Whoever has been so fired in his own spirit by the overwhelming thought of the Divine Being as to kindle the flames of faith in the hearts of his fellow men, whether Confucius, or Zoroaster, or Moses, or Jesus, or Mohammed, has thereby proved himself to be a prophet of the living God; and thus every great historic religion dates from a genuine inspiration by the Eternal Spirit.

In another sermon, the court noted, Rev. Abbot had even declared that

America is every whit as sacred as Judea. God is as near to you and to me, as ever he was to Moses, to Jesus, or to Paul. Wherever a human soul is born into the love of truth and high virtue, there is the "Holy Land." Wherever a human soul has uttered its sincere and brave faith in the Divine, and thus bequeathed to us the legacy of inspired words, there is the "Holy Bible."

"If Protestantism would include Mr. Abbot in this case," New Hampshire's highest court concluded,

it would of course include Thomas Jefferson, and by the same rule also Thomas Paine, whom Gov. Plumer of New Hampshire called "that outrageous blasphemer," that "infamous blasphemer," "that miscreant Paine," whose "Age of Reason" Plumer had read "with unqualified disapprobation of its tone and temper, its coarse vulgarity, and its unfair appeals to the passions and prejudices of his readers."

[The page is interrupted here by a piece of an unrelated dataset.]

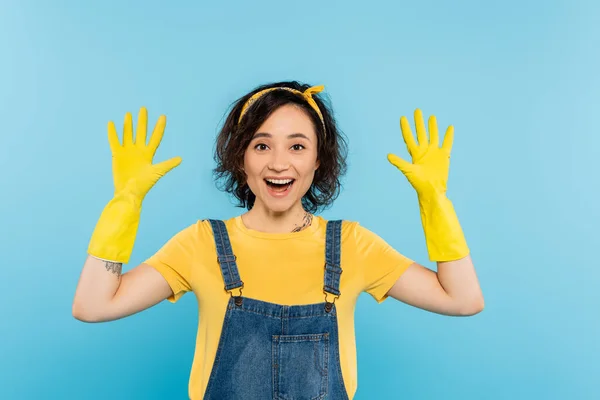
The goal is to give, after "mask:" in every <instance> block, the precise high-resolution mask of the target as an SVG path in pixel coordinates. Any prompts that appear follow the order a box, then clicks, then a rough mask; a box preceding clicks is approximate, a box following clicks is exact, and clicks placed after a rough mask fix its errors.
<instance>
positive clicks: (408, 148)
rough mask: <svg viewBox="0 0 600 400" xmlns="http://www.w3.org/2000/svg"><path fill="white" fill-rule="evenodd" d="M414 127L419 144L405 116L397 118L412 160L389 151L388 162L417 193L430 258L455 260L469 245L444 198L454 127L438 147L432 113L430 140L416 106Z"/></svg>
mask: <svg viewBox="0 0 600 400" xmlns="http://www.w3.org/2000/svg"><path fill="white" fill-rule="evenodd" d="M415 126H416V129H417V140H418V143H417V142H415V139H414V136H413V134H412V132H411V130H410V125H409V123H408V120H407V119H406V117H402V118H401V119H400V128H401V129H402V137H403V138H404V143H406V147H407V149H408V153H409V154H410V156H411V157H412V163H410V162H407V161H405V160H403V159H401V158H400V157H398V156H396V155H394V154H388V161H389V162H390V163H392V165H394V166H395V167H397V168H398V169H399V170H400V171H402V173H403V174H404V175H405V176H406V178H407V179H408V181H409V182H410V184H411V185H412V187H413V188H414V189H415V190H416V192H417V197H418V199H419V208H420V210H421V222H422V224H423V230H424V232H425V240H426V243H427V250H428V252H429V259H430V260H431V261H451V260H458V259H460V258H463V257H465V256H467V255H468V254H469V248H468V246H467V242H466V240H465V237H464V234H463V232H462V228H461V226H460V223H459V222H458V218H457V216H456V213H455V212H454V207H453V206H452V202H451V201H450V200H449V199H448V198H447V197H446V184H447V181H448V174H449V170H450V152H451V150H452V142H453V140H454V127H452V126H449V127H448V130H447V131H446V135H445V137H444V142H443V144H442V147H440V146H439V136H438V128H437V122H436V118H435V116H431V117H430V118H429V135H430V138H429V140H428V138H427V132H426V130H425V123H424V121H423V115H422V113H421V110H419V109H417V110H416V111H415Z"/></svg>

Hale v. Everett, 53 N.H. 9, 87-88 (1868).

But opinions concerning Abbot diverged widely. Frederick Douglass, for example, praised Frank Abbot for doing "much to break the fetters of religious superstition, for which he is entitled to gratitude." Letter from Hon. Frederick Douglass to Rev. M.J. Savage (June 15, 1880), published in Farewell Dinner to Francis Ellingwood Abbot, on Retiring from the Editorship of "The Index" 48 (George H. Ellis, 1880).

The Impeachment of Christianity

Following the controversy in New Hampshire, Abbot left the ministry in 1868 to write, edit, and teach. Abbot's theological position was stated in Scientific Theism (1885) and The Way Out of Agnosticism (1890). In the latter book, Josiah Royce wrote an article so scathing that Abbot took it as an unfair attempt to destroy his reputation, and eventually responded publicly with Mr. Royce's Libel (1891 October) in which he sought redress from Royce's employer Harvard University. The debate moved to the pages of The Nation, where Charles Sanders Peirce took Abbot's side; William James and Joseph Bangs Warner, less so. In his 1903 obituary of Abbot, Peirce praised Abbot's philosophical work and love of truth, and wrote that, in the introduction to Scientific Theism (wherein Abbot criticized nominalism and traced it through Kant among others), Abbot "put his finger unerringly [...] upon the one great blunder of all modern philosophy." (For the full texts of the public controversy and the obituary, see "External links" below.)

Abbot committed suicide in 1903 by taking sleeping pills at his wife's gravesite in Central Cemetery, Beverly, Massachusetts, on the 10th anniversary of her death.